The six dietary categories every office should cover
1. Vegan
Plant-based only, no dairy, eggs, honey, or animal-derived ingredients. Easiest category to hit at scale because plant-based snacks (nuts, dried fruit, seed crackers, dark chocolate, kombucha) are mainstream now. Aim for 25%+ of menu to be vegan-labeled.
2. Gluten-free
Certified GF, not just "wheat-free." Look for the GFCO certification mark. Many naturally-GF snacks (nuts, fresh fruit, jerky, dark chocolate, hard cheese) qualify; processed items need third-party certification. Target 20%+ menu coverage.
3. Keto / paleo (low-carb, grain-free)
Under 10g net carbs per serving, no grains. This is where most default programs fall short, keto and paleo snackers often find only nuts and jerky. Better programs add Hu chocolate, low-carb protein bars (Aloha, Quest), seed crackers, and pork rinds. Target 15%+ menu coverage.
4. Low-sugar
Under 8g of added sugar per serving. Note: total sugar can be higher if from whole-food sources like dried fruit, but added sugar is the wellness lever. Snacks that hit this filter: single-ingredient nuts/fruit, jerky, savory crackers, sugar-free chocolate (Lily\'s, Hu). Target 35%+ menu coverage.
5. Nut-free
Separate storage shelves, clear labeling, written allergen policy. Categories that naturally fit: seed-based crackers, fruit, jerky (verify supply chain), most dairy items, most beverages. Target 25%+ menu coverage with rigorous segregation.
6. Dairy-free (separate from vegan)
Some employees avoid dairy without being vegan. Coconut yogurt, almond/oat milk for coffee, dairy-free chocolate, plant-based protein bars. Often overlaps with vegan but worth tracking separately for menu auditing.
How to evaluate a provider\'s dietary claim
Ask three specific questions: (1) "What percentage of your standard menu meets each of the six categories, vegan, GF, keto, low-sugar, nut-free, dairy-free?" (2) "Can you send the labeled menu with dietary tags before our next call?" (3) "Do you handle severe allergies, written allergen policy?" If they can\'t answer with percentages and a labeled menu, they don\'t actually do dietary inclusion; they do dietary marketing.
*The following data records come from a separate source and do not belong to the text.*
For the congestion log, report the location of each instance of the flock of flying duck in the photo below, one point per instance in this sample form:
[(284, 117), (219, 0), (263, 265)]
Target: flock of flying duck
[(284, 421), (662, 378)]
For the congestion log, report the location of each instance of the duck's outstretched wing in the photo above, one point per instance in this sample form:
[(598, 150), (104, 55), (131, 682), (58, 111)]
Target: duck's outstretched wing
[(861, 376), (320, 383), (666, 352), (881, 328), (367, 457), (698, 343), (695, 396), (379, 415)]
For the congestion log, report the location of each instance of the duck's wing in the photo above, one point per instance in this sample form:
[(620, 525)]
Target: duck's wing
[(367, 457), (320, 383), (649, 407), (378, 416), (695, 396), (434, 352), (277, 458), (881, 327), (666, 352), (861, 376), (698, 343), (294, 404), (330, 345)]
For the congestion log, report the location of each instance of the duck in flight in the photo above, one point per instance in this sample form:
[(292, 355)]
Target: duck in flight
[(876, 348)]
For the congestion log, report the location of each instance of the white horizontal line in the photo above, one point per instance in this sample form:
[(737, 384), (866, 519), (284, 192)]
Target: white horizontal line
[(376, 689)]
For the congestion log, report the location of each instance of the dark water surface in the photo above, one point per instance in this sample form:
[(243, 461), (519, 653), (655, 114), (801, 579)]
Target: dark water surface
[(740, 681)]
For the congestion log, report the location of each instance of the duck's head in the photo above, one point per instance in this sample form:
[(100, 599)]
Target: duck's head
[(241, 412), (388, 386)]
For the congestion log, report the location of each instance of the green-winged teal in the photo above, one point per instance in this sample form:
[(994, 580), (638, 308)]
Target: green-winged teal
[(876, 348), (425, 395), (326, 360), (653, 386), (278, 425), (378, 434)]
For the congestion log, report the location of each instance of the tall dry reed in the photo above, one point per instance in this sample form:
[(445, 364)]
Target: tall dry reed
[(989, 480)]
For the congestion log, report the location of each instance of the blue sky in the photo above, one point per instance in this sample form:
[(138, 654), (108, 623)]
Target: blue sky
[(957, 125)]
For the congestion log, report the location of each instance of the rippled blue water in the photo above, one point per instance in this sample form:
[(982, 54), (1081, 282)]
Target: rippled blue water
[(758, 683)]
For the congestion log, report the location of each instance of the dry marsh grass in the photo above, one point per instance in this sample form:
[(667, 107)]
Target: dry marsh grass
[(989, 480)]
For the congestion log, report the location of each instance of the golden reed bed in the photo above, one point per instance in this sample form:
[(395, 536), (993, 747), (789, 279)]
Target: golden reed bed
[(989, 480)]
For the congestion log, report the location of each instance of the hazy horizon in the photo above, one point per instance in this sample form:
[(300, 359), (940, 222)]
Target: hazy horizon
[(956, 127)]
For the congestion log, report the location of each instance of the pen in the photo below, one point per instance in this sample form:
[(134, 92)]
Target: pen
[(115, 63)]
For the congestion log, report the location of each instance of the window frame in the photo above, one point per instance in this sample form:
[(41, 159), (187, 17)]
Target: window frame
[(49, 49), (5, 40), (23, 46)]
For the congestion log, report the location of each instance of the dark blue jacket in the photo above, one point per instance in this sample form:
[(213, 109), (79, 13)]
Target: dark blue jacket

The single biggest mistake offices make
Treating dietary inclusion as a separate sub-program (the "vegan corner," the "GF basket") instead of weaving it through the whole menu. Real inclusion means dietary-fit options sit alongside everything else, on the same shelves, with the same prominence. Segregating dietary options into a corner signals to those employees they\'re an afterthought.
Sample menu split for a 100-person office at $7/day
- 40% vegan-friendly (includes a lot of the single-ingredient items)
- 30% gluten-free certified
- 20% keto/paleo-friendly
- 40% low-sugar (under 8g added)
- 25% nut-free (separated storage)
- 30% dairy-free
Percentages overlap intentionally, most clean snacks fit multiple criteria. A bag of roasted almonds is vegan, gluten-free, keto, low-sugar, and dairy-free simultaneously. Smart menu design uses these overlaps to hit broad coverage without ballooning SKU count.